Deirdre n’était pas particulièrement mignonne, et s’en fichait d’ailleurs éperdument. Sa dégaine de garçon manqué et ses poses outrancières d’adolescente capricieuse lui ôtaient facilement plusieurs années, qu’elle reprenait aussitôt dans votre dos en y plantant ses piques verbales trempées à l’acide d’une vie chaotique. En y regardant de plus près, on comprenait un peu pourquoi ses parents avaient pu un instant croire que le nom de l’arrière-grand-mère européenne ne lui irait pas si mal : sous sa coupe au bol de rousseur, ses tâches assorties et ses yeux verts un peu myopes, on devinait presque la petite fille timide et fragile, qui cachait mal son âme à vif en balançant le bout de ses Doc Martens dans l’entrejambe du fâcheux trop entreprenant du bistro où nous allions célébrer l’avènement de nos déménagements respectifs.

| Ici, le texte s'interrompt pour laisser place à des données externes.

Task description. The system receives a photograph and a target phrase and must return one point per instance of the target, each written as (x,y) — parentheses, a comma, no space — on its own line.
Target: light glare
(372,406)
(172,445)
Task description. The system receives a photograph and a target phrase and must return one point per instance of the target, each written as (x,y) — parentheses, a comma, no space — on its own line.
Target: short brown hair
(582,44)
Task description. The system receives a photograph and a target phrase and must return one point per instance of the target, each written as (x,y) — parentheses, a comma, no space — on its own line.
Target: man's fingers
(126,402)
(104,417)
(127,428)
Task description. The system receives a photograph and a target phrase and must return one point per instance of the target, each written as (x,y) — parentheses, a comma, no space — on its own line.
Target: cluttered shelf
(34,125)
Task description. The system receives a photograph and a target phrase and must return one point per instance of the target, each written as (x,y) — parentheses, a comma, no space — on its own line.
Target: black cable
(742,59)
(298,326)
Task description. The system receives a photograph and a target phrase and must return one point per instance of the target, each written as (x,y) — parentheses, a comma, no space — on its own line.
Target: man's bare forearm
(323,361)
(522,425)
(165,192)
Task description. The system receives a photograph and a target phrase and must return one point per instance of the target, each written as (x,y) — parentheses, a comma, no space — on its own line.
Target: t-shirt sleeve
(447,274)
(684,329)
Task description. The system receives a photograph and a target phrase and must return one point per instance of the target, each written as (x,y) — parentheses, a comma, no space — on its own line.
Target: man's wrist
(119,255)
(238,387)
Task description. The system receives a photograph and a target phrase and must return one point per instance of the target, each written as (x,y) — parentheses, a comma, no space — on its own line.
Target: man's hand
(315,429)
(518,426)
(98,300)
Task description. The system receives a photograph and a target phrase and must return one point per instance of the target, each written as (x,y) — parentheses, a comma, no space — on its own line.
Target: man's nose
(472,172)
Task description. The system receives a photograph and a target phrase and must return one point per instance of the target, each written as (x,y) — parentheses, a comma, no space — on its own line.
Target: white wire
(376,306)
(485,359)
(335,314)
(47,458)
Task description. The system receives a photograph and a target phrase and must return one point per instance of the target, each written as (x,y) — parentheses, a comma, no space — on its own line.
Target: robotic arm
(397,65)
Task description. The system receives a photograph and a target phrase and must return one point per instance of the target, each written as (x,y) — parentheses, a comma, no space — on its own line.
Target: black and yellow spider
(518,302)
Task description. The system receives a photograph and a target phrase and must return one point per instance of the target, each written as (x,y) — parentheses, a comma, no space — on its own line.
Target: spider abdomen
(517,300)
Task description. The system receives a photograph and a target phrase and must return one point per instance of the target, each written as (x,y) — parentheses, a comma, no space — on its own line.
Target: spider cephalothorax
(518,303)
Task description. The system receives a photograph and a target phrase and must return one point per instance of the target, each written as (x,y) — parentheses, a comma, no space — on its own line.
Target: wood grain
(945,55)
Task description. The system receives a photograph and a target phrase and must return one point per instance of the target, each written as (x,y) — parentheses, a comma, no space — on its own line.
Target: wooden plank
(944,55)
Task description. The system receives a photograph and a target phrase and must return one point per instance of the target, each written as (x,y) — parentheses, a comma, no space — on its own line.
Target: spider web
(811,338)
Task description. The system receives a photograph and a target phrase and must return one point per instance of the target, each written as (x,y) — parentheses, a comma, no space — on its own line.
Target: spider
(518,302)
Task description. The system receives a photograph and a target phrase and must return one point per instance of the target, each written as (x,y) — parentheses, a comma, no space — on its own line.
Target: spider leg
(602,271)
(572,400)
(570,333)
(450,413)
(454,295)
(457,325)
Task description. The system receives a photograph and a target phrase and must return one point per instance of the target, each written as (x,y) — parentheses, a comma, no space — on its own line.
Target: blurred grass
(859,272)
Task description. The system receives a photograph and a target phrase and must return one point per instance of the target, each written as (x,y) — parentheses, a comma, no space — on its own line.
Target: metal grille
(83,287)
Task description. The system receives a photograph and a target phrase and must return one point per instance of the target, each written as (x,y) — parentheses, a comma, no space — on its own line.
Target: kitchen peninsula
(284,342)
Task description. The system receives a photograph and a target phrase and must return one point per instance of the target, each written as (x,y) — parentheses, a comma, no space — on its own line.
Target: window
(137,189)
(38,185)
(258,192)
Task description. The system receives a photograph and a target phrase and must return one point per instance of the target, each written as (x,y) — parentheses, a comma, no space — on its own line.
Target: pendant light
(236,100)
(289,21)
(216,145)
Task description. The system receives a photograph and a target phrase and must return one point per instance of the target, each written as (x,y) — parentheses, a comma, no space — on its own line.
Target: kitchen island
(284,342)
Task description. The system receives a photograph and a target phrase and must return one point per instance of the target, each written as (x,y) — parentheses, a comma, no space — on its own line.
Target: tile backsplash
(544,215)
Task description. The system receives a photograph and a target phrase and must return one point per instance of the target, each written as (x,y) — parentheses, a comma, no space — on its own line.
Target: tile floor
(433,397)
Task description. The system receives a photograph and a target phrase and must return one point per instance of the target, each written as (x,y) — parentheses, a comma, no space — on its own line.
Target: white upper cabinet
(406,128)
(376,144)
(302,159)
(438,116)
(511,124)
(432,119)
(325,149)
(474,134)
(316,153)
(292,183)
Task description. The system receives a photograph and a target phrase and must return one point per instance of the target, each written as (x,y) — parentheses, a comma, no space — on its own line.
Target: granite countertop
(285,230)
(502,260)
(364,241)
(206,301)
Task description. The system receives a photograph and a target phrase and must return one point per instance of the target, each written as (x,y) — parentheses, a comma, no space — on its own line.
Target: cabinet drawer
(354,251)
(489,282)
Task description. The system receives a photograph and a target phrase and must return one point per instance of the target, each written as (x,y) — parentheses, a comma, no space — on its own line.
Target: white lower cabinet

Beaucoup plus tard, sur le canapé de nos pénates communes, bien après le départ du dernier de nos amis, nous étions engagés, dans une interminable conversation existentielle, entrecoupée de passages d’une crudité verbale à faire passer Henry Miller pour un maître du sous-entendu et de l’ambiguïté littéraire.

Comment nous réussîmes ce soir-là à nous séparer sur un chaste bonsoir, à traverser l’épaisseur palpable de phéromones qui emplissait la pièce pour nous rendre à nos couches respectives sans que la confrontation ne dégénère aussitôt en viol consentant mutuel… est un mystère que je ne m’explique toujours pas tout à fait à ce jour…

[la suite…]

6 Comments »

  1. Tu viens dire la suite au Balto? Parce qu’on dira ce qu’on voudra, mais tu racontes bien, mon salaud! Sinon Deirdre, ces Doc c’étaient pas des 8 eyes coquées des fois ?…

    Commentaire by Briscard — 26 septembre 2006 @ 1:33

  2. Ce serait avec plaisir… Mais tu n’es pas sans ignorer mes énormes problèmes de ponctualité. Si je donnais rendez-vous à Vébé pour m’écouter ruminer à une heure donnée, il y aurait des chances qu’il m’y attende toujours la semaine suivante, avec les conséquences désastreuses pour son foie qu’on imagine…
    Mais c’est pas parce que je l’ouvre pas que je suis pas là, assis dans le fond avec mon diabolo menthe…

    Et pour les docs, elle était plutôt montantes, façon bottes et jupe écossaise plissée. Ponque old school, quoi. Plus long à enlever en cas d’urgence, mais pas tellement un problème du moment qu’il n’y a rien sous la jupe.

    Commentaire by dr Dave — 28 septembre 2006 @ 1:26

  3. Mmmmm, j’vois bien… ça d’vait être des 14 trous; aujourd’hui y font des Docs zippées… pour les enlever, en cas de pantalon, ç’est plus rapide, mais je suis bien d’accord, ça vaut pas la Doc classique avec le kilt sans rien en-dessous… ‘tain, v’la que j’m’échauffe dès l’matin!

    Commentaire by Briscard — 28 septembre 2006 @ 10:14

  4. […] En attendant une hypothétique suite au récit de mes aventures pistolosexuelles d’antan, je vous propose un petit jeu. Un jeu qui n’a rien à voir avec les mots, et pas grand chose à voir avec ce blog non plus, d’ailleurs… Un jeu musical. […]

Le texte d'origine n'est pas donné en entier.